Friends invited us for supper, which was eaten in their garden. We brought back cigarettes and Armagnac for them. One of them has given up smoking. His wife is resolved to do so but their business is so busy at present that she is smoking to help deal with the stress. I sympathise but I am fond of her and would like her to give up that habit because of the long-term health risks. While we were there her neighbour dropped in with invitations for all four of us to her fiftieth birthday party in September. It will be in the upstairs room of a local restaurant. We shall go if at all possible. If our daughter had been still with us, I think that she would have invited her as well. Katy loved a party.

Emmanuel Macron has been elected President of the Republic of France.
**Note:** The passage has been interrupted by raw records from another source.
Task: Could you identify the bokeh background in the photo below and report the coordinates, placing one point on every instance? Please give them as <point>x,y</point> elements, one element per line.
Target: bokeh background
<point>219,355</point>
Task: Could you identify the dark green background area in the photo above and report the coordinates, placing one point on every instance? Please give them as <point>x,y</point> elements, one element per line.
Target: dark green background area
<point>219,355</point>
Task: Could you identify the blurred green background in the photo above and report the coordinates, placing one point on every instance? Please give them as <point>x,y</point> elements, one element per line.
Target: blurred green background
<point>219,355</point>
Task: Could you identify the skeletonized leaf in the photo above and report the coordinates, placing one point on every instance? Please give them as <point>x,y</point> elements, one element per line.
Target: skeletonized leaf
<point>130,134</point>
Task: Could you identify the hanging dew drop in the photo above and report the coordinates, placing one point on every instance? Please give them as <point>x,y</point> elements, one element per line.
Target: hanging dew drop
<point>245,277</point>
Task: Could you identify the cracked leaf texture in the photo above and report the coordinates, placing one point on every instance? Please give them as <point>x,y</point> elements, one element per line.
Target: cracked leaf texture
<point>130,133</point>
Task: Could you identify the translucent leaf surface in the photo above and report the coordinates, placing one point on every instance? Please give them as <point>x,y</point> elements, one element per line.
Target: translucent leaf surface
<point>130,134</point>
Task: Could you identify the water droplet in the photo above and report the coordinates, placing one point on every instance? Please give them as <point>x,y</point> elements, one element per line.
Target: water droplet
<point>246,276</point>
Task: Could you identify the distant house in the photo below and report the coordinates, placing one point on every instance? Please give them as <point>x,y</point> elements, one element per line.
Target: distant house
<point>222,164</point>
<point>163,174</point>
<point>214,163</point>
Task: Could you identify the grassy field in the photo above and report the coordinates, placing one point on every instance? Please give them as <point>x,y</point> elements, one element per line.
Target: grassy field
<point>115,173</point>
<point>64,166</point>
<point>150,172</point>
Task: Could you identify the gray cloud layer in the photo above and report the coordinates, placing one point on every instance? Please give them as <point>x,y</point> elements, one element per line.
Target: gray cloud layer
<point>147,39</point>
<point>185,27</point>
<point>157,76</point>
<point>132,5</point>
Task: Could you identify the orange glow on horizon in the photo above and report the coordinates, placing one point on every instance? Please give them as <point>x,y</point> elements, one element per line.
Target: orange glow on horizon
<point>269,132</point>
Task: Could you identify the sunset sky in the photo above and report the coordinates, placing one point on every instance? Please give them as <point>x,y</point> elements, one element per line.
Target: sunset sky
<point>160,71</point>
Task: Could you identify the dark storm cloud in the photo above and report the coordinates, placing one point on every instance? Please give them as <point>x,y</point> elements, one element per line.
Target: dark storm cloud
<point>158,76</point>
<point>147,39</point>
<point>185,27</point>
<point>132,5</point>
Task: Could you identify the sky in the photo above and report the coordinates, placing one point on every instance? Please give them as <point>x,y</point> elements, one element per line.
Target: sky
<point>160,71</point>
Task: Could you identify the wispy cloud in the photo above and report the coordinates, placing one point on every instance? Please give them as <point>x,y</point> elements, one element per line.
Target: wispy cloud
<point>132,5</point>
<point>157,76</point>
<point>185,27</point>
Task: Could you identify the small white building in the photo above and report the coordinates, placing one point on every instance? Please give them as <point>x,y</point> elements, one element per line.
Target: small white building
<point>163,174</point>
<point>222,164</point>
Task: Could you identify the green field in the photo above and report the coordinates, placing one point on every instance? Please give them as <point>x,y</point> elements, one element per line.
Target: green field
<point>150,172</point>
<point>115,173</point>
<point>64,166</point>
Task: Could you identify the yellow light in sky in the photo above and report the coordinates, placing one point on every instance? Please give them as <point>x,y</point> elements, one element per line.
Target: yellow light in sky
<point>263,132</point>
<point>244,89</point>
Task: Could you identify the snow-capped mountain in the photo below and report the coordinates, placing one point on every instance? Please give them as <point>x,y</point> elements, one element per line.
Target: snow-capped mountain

We watched very little television last week because of the coverage of the presidential elections. Marine le Pen makes the dreadful Theresa May look almost human. Macron is, I suppose, the lesser of the two evils. We shall see. Our car was searched at Calais last night, by young French soldiers with formidable guns. One traveller, obviously annoyed at having his car searched, asked the young man if he was old enough to carry a gun. The soldier replied "I do not speak English". He was quite dead-pan. I admire his panache.

I shopped for clothes for my new great-nephew when we were in Vence. I bought a little two-piece outfit of denim trousers and top and a little blue-striped T-shirt. They are bigger sizes than the baby needs now.  My niece is going to visit her cousin and his family later in the year and will take the gifts with them. I have a silver articulated fish that belonged to my late aunt and shall send that to the new baby's sister.

We shall return to Vence towards the end of June. Before that we shall go to Hay-on-Wye and to visit my niece.

I am tired; time for bed. First I must lay the table for breakfast.